Cong Xue, Song Shuyao, Li Yingtao, Song Kaiyang, MacLeod Cameron, Cheng Yujie, Lv Jun, Yu Canqing, Sun Dianjianyi, Pei Pei, Yang Ling, Chen Yiping, Millwood Iona, Wu Shukuan, Yang Xiaoming, Stevens Rebecca, Chen Junshi, Chen Zhengming, Li Liming, Kartsonaki Christiana, Pang Yuanjie
Department of Epidemiology & Biostatistics, School of Public Health, Peking University, 38 Xueyuan Road, Beijing, 100191, China.

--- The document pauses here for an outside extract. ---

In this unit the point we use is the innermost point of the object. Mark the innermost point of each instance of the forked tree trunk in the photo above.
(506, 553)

Medical Sciences Division, University of Oxford, Oxford, OX3 9DU, UK.
BMC Med. 2024 Dec 31;22(1):601. doi: 10.1186/s12916-024-03754-9.
Risk prediction models can identify individuals at high risk of chronic liver disease (CLD), but there is limited evidence on the performance of various models in diverse populations. We aimed to systematically review CLD prediction models, meta-analyze their performance, and externally validate them in 0.5 million Chinese adults in the China Kadoorie Biobank (CKB).
Models were identified through a systematic review and categorized by the target population and outcomes (hepatocellular carcinoma [HCC] and CLD). The performance of models to predict 10-year risk of CLD was assessed by discrimination (C-index) and calibration (observed vs predicted probabilies).
The systematic review identified 57 articles and 114 models (28.4% undergone external validation), including 13 eligible for validation in CKB. Models with high discrimination (C-index ≥ 0.70) in CKB were as follows: (1) general population: Li-2018 and Wen 1-2012 for HCC, CLivD score (non-lab and lab) and dAAR for CLD; (2) hepatitis B virus (HBV) infected individuals: Cao-2021 for HCC and CAP-B for CLD. In CKB, all models tended to overestimate the risk (O:E ratio 0.55-0.94). In meta-analysis, we further identified models with high discrimination: (1) general population (C-index ≥ 0.70): Sinn-2020, Wen 2-2012, and Wen 3-2012 for HCC, and FIB-4 and Forns for CLD; (2) HBV infected individuals (C-index ≥ 0.80): RWS-HCC and REACH-B IIa for HCC and GAG-HCC for HCC and CLD.
Several models showed good discrimination and calibration in external validation, indicating their potential feasibility for risk stratification in population-based screening programs for CLD in Chinese adults.
风险预测模型可识别慢性肝病(CLD)高风险个体,但关于各种模型在不同人群中性能的证据有限。我们旨在系统评价CLD预测模型,对其性能进行荟萃分析,并在中国嘉道理生物银行(CKB)的50万中国成年人中对其进行外部验证。
通过系统评价识别模型,并按目标人群和结局(肝细胞癌[HCC]和CLD)进行分类。通过区分度(C指数)和校准(观察概率与预测概率)评估模型预测CLD 10年风险的性能。
系统评价共识别出57篇文章和114个模型(28.4%经过外部验证),其中13个符合在CKB中进行验证的条件。在CKB中具有高区分度(C指数≥0.70)的模型如下:(1)一般人群:用于HCC的Li - 2018和Wen 1 - 2012,用于CLD的CLivD评分(非实验室和实验室)和dAAR;(2)乙型肝炎病毒(HBV)感染个体:用于HCC的Cao - 2021和用于CLD的CAP - B。在CKB中,所有模型均倾向于高估风险(观察值与预期值之比为0.55 - 0.94)。在荟萃分析中,我们进一步识别出具有高区分度的模型:(1)一般人群(C指数≥0.70):用于HCC的Sinn - 2020、Wen 2 - 2012和Wen 3 - 2012,用于CLD的FIB - 4和Forns;(2)HBV感染个体(C指数≥0.80):用于HCC的RWS - HCC和REACH - B IIa,以及用于HCC和CLD的GAG - HCC。
一些模型在外部验证中显示出良好的区分度和校准,表明它们在基于人群的中国成年人CLD筛查计划中进行风险分层具有潜在可行性。